Robin Klasek, PharmD
rklasek@houstonmethodist.org

Kyle Dawson, PharmD, BCPS
Houston Methodist
Houston, TX, USA
kldawson@houstonmethodist.org



The number of identified non-tuberculosis mycobacteria (NTM) species has increased rapidly over the last decade, and, due to their impaired immunity, cardiothoracic transplant recipients are now at an even greater risk of infection from these organisms [1,2]. Recent increases in the incidence/prevalence of NTMs can be attributed to advancements in the techniques for their detection and identification [1]. The incidence of NTM infections is greater in lung and heart transplant recipients, with rates up to approximately 8% and 3%, respectively. The most common manifestations of NTM infections are pulmonary and skin, or soft tissue infections, and the frequency and manifestation of NTM diseases are partially determined by the geographic distribution of the different species [3]. Worldwide, mycobacterium avium complex (MAC) is the predominant isolate found in most countries, followed by M. xenopi, M. kansasii and other rapidly growing NTM species, especially M. abscessus [4]. Treatment strategies vary across centers globally in terms of choice of agents, timing of therapy, and treatment duration. The development of drug resistance is a recognized problem, and thus multi-agent therapy is recommended [5]. While treatment response isn't necessarily correlated to in vitro susceptibilities for all NTMs, susceptibility testing can help direct therapy and monitor for resistance [5]. This article aims to discuss pharmacotherapy considerations for agents commonly used in the management of NTM infections in cardiothoracic transplant patients.

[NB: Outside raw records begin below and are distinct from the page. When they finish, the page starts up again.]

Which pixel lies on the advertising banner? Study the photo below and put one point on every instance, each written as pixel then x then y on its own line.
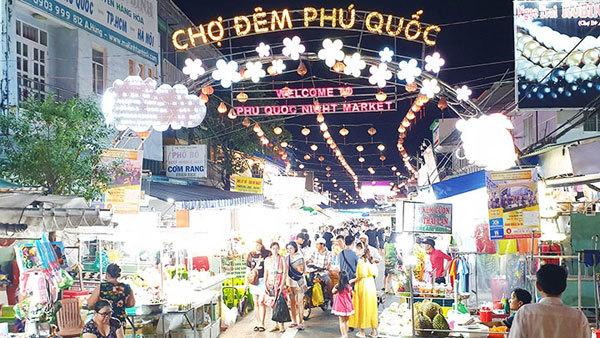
pixel 186 161
pixel 129 24
pixel 513 206
pixel 424 217
pixel 124 191
pixel 248 185
pixel 556 53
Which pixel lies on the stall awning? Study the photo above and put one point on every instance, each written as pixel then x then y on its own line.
pixel 194 196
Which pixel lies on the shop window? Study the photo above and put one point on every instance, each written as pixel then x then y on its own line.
pixel 98 69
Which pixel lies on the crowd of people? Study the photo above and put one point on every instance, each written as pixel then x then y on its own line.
pixel 355 250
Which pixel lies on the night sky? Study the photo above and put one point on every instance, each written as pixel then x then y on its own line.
pixel 474 32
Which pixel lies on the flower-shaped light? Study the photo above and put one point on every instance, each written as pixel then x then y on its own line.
pixel 331 52
pixel 263 50
pixel 354 65
pixel 409 71
pixel 193 68
pixel 434 62
pixel 430 88
pixel 293 48
pixel 386 55
pixel 278 66
pixel 227 73
pixel 379 75
pixel 463 93
pixel 254 71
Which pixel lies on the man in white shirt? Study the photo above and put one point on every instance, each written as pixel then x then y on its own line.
pixel 550 318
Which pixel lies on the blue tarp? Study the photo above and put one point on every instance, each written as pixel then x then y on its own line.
pixel 459 185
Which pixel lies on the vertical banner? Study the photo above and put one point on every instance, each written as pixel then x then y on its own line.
pixel 124 190
pixel 513 206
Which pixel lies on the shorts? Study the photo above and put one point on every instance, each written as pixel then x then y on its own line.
pixel 258 289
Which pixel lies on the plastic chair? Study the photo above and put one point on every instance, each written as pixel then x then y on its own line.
pixel 68 319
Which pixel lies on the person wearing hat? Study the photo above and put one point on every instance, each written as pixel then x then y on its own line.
pixel 321 259
pixel 364 239
pixel 437 258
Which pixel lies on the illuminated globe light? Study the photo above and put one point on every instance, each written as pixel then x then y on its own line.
pixel 227 73
pixel 242 97
pixel 434 62
pixel 222 108
pixel 232 115
pixel 487 141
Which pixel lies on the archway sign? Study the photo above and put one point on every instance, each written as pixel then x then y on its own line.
pixel 365 80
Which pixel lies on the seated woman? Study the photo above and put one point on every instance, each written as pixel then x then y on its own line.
pixel 103 325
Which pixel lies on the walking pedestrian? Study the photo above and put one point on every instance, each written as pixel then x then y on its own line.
pixel 342 303
pixel 275 269
pixel 255 272
pixel 365 294
pixel 296 284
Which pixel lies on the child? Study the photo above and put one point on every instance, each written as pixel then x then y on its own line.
pixel 342 303
pixel 518 298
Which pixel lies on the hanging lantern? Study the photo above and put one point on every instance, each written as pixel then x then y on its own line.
pixel 301 69
pixel 411 87
pixel 442 103
pixel 339 67
pixel 246 122
pixel 242 97
pixel 222 108
pixel 232 115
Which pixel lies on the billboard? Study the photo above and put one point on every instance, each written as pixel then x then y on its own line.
pixel 124 191
pixel 186 161
pixel 556 53
pixel 513 207
pixel 129 24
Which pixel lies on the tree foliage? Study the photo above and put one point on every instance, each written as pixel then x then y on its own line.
pixel 236 142
pixel 57 145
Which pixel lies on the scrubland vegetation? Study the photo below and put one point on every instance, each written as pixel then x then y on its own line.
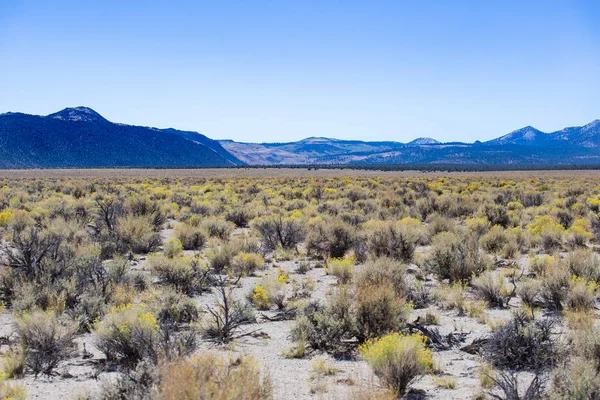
pixel 465 286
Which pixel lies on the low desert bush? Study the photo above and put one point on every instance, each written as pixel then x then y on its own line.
pixel 452 297
pixel 495 240
pixel 240 216
pixel 10 391
pixel 529 291
pixel 341 268
pixel 227 316
pixel 329 328
pixel 270 291
pixel 175 308
pixel 455 258
pixel 398 360
pixel 278 231
pixel 208 376
pixel 523 343
pixel 172 248
pixel 46 340
pixel 245 264
pixel 379 310
pixel 491 288
pixel 556 284
pixel 185 274
pixel 583 264
pixel 329 238
pixel 220 258
pixel 445 382
pixel 128 334
pixel 191 237
pixel 582 294
pixel 383 271
pixel 577 236
pixel 136 234
pixel 478 225
pixel 393 239
pixel 137 384
pixel 217 228
pixel 538 265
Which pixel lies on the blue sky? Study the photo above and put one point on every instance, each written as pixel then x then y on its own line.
pixel 285 70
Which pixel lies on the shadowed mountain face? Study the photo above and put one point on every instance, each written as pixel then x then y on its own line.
pixel 575 145
pixel 81 138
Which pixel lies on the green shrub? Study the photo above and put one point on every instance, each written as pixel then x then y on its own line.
pixel 191 237
pixel 341 268
pixel 128 334
pixel 185 274
pixel 327 328
pixel 582 294
pixel 221 258
pixel 379 310
pixel 172 248
pixel 208 376
pixel 394 240
pixel 583 264
pixel 175 307
pixel 491 288
pixel 495 240
pixel 383 271
pixel 398 360
pixel 46 340
pixel 247 263
pixel 277 231
pixel 330 238
pixel 217 228
pixel 577 380
pixel 556 283
pixel 136 234
pixel 455 258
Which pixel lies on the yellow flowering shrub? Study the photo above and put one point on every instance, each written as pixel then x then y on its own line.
pixel 127 333
pixel 398 360
pixel 6 217
pixel 259 297
pixel 593 203
pixel 540 264
pixel 583 293
pixel 479 225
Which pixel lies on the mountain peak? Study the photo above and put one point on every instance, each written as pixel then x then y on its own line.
pixel 78 114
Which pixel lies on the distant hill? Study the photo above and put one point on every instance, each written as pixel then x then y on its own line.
pixel 574 145
pixel 81 138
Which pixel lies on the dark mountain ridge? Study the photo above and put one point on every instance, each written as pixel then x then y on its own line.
pixel 81 138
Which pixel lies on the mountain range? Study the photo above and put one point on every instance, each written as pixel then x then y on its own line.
pixel 81 138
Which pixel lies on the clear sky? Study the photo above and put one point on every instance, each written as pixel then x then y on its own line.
pixel 283 70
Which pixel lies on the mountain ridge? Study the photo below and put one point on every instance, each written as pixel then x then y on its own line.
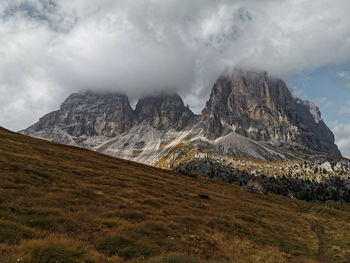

Macrolides are recommended for multiple NTM infections, including MAC and M. abscessus. Monotherapy with macrolides is not recommended due to the high risk of resistance, and some NTMs (M. fortuitum and M. smegmatis) have been associated with in vivo macrolide resistance despite susceptible MICs [5]. Clarithromycin use for NTMs is common; however, due to inhibition of both P-glycoprotien and CYP450 enzymes, it has strong drug interactions with immunosuppressive agents (i.e., calcineurin inhibitors and mTOR inhibtors) used in transplant recipients [6,7]. Additionally, clarithromycin is often not well-tolerated due to gastrointestinal side effects [8]. Azithromycin is a favorable alternative in transplant patients due to a lesser effect on CNI/mTOR kinetics and better GI tolerability [3,9]. Drug levels should be monitored more closely upon initiation of any macrolide therapy and dose reductions of CNIs/mTORs shortly after clarithromycin initiation of at least 50% will likely be necessary [9]. Other concerns with macrolide therapies include increased risk of C. difficile infection, QTc prolongation, and abnormal liver function tests (LFTs)/hepatitis [8].

Rifamycins are recommended in the treatment of MAC and M. kansasii, among other NTMs [5]. This drug class has strong drug-drug interactions with CNIs/mTORs due to CYP450 and P-gp induction [10,11,12]. Concomitant therapy with CNIs and mTORs can result in drastically reduced exposure to the immunosuppressants. Rifabutin is often the preferred rifamycin in transplant patients due to its lesser effect on CNI pharmacokinetics [3]. The dose of CNIs/mTORs will likely need to be increased by at least twofold with rifamycin initiation, but it may take anywhere from a few days to weeks before the full effect of the interaction can be seen. Drug levels should be monitored closely during this time [9]. For those patients receiving azole antifungals for treatment or prophylaxis, co-administration with rifamycins can result in a significant reduction of systemic exposure to the azole antifungal and increased risk of toxicity form the rifamycin agent [13]. Consequently, if possible, concomitant administration of azoles and rifamycins should be avoided. If benefit outweighs risk and both agents are to be administered, therapeutic drug monitoring of the azole and clinical monitoring for rifamycin toxicity is recommended [14]. Rifamycin toxicity can also occur when used in combination with clarithromycin [15]. Long-term therapy with rifamycins is associated with increased LFTs/hepatotoxicity, anemia, neutropenia, thrombocytopenia and GI side effects [10,16,17]. Lastly, rifamycins have numerous interactions with other commonly used drugs [18]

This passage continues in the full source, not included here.